Round five, pick 159

The pick: Wide receiver Daurice Fountain

The miss: Running back Jaylen Samuels

If the Colts had passed on Nyheim Hines with their last pick, his NC State teammate Jaylen Samuels would’ve done just fine in his place. After hiding behind James Connor in Pittsburg, Samuels made the most of his three appearances while Connor was injured — averaging 5.5 yards per touch (7.7 yards per reception) for 455 combined yards and three receiving touchdowns.

Fountain struggled to get things going in his rookie season, and appeared in just one game in Week 14 after spending the previous 13 weeks on the practice squad. The Northern Iowa product did remain on the active roster from Week 14 on, but didn’t appear again until garbage time in Kansas City — where he dropped a would-be touchdown.


Round five, pick 169

The pick: Running back Jordan Wilkins

The miss: Wide receiver Marquez Valdes-Scantling

Wilkins served as a complement to Mack and Hines this season, and averaged 5.6 yards per rushing attempt with a smaller sample size of just 60 attempts. He did start three games for Indy, and had his first and only touchdown in Week 11 against Tennessee.

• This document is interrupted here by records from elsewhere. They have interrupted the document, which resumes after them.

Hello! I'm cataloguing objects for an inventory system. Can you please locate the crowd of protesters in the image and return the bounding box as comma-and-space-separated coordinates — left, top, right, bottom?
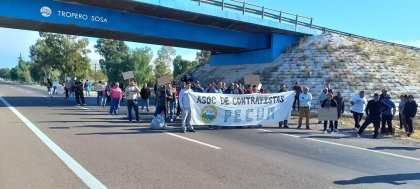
46, 75, 418, 138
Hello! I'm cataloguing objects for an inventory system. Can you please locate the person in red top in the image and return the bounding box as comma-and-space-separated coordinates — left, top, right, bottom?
109, 82, 123, 115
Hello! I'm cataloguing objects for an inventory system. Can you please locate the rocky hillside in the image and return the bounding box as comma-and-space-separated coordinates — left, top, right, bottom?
186, 34, 420, 108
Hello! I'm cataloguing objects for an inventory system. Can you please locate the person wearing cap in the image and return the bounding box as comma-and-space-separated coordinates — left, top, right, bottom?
166, 83, 176, 122
179, 81, 195, 133
350, 91, 367, 129
279, 84, 290, 128
379, 94, 397, 135
403, 95, 418, 137
153, 85, 170, 120
379, 89, 388, 100
192, 80, 204, 93
334, 92, 345, 132
297, 87, 312, 129
321, 93, 337, 133
125, 80, 140, 122
140, 83, 152, 111
357, 93, 390, 138
210, 82, 223, 94
398, 95, 408, 129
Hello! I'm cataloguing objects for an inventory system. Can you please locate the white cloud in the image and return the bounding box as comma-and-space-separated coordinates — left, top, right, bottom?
391, 40, 420, 48
0, 28, 39, 68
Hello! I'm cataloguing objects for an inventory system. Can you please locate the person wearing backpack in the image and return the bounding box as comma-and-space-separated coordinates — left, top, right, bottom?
179, 81, 195, 133
403, 95, 418, 137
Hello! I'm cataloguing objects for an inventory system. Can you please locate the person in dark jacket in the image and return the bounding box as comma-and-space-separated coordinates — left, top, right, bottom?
192, 80, 204, 93
321, 93, 337, 133
292, 82, 302, 112
334, 92, 344, 132
357, 93, 390, 138
74, 79, 86, 106
381, 94, 397, 135
140, 83, 152, 111
153, 85, 170, 120
279, 84, 289, 128
403, 95, 418, 137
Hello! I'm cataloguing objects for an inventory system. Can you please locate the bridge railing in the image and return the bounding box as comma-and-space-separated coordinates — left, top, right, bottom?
192, 0, 420, 51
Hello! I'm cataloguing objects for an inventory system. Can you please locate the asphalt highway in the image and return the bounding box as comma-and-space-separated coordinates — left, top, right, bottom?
0, 82, 420, 189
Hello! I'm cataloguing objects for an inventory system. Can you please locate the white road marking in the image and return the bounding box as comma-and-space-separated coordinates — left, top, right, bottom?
304, 138, 420, 161
164, 132, 222, 150
258, 129, 420, 161
0, 96, 107, 189
257, 129, 300, 138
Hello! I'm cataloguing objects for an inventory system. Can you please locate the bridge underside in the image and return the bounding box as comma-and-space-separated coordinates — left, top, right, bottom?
0, 0, 304, 65
0, 17, 246, 52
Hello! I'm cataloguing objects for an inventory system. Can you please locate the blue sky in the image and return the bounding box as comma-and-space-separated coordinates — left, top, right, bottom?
0, 0, 420, 68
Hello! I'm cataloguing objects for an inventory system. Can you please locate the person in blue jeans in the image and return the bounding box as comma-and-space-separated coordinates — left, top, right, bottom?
166, 84, 176, 122
357, 93, 389, 138
179, 81, 195, 133
140, 83, 151, 111
381, 94, 397, 135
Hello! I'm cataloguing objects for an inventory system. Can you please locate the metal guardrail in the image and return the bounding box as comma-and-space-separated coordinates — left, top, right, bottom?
192, 0, 420, 51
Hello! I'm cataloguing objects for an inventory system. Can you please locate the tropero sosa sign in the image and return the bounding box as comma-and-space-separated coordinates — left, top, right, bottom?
190, 91, 295, 126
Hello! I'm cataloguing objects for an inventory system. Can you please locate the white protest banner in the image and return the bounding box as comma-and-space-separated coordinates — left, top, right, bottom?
244, 75, 260, 85
190, 91, 295, 126
318, 108, 338, 121
158, 77, 171, 86
122, 71, 134, 80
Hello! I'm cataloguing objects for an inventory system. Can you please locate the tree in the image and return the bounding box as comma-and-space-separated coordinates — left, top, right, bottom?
173, 55, 198, 78
129, 47, 153, 84
16, 55, 32, 83
0, 68, 10, 79
154, 46, 176, 78
30, 32, 90, 80
95, 39, 130, 81
195, 50, 211, 64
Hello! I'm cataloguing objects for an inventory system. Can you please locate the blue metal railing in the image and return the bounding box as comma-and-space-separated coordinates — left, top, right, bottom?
192, 0, 420, 51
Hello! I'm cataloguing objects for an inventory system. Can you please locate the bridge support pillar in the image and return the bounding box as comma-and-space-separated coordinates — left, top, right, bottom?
210, 33, 302, 66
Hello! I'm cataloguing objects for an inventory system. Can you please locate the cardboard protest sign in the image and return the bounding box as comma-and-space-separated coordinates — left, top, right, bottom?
318, 108, 338, 121
158, 77, 172, 86
122, 71, 134, 80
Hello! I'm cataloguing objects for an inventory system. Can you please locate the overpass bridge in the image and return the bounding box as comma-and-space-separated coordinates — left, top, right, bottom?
0, 0, 414, 65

Valdes-Scantling saw his role in the Green Bay offense fluctuate throughout the season. He had two 100-yard receiving outings, but also had six games with under 20 receiving yards.


Round six, pick 185

The pick: Wide receiver Deon Cain

The miss: Wide receiver Equanimeous St. Brown

In round six, the Colts trade a budding wide receiver who missed the season with injury for another Green Bay wideout that had an okay (?) season. The potential that Cain showed in the preseason is something the Colts will want to hold onto in hopes for a healthy return in 2019. Meanwhile, Brown had an up-and-down year that finished with a career game against the Jets with five catches for 94 yards.


Round seven, pick 221

The pick: Linebacker Matthew Adams

The miss: Wide receiver Marcell Ateman (but actually no one)

It’s so rare to find a starter in the last round of the NFL draft, but the Colts were able to get five starts, 33 tackles and five tackles for loss from the rookie out of Houston. The only draft pick between Adams and their final selection to start more games was wide out Marcell Ateman for the Oakland Raiders — who had 154 receiving yards in six starts for the black and silver.


Round seven, pick 235

The pick: Linebacker Zaire Franklin

The miss: Running back Justin Jackson

Excluding those who were picked up as undrafted free agents, Northwestern running back Justin Jackson seemed to be the most productive in the last 20 picks of the NFL draft. In 13 games and one start for the Chargers, Jackson had 341 yards from scrimmage two rushing touchdowns on 50 rush attempts.

Franklin, out of Syracuse, appeared in every game this season and made two starts at linebacker — racking up 29 tackles and one pass deflection.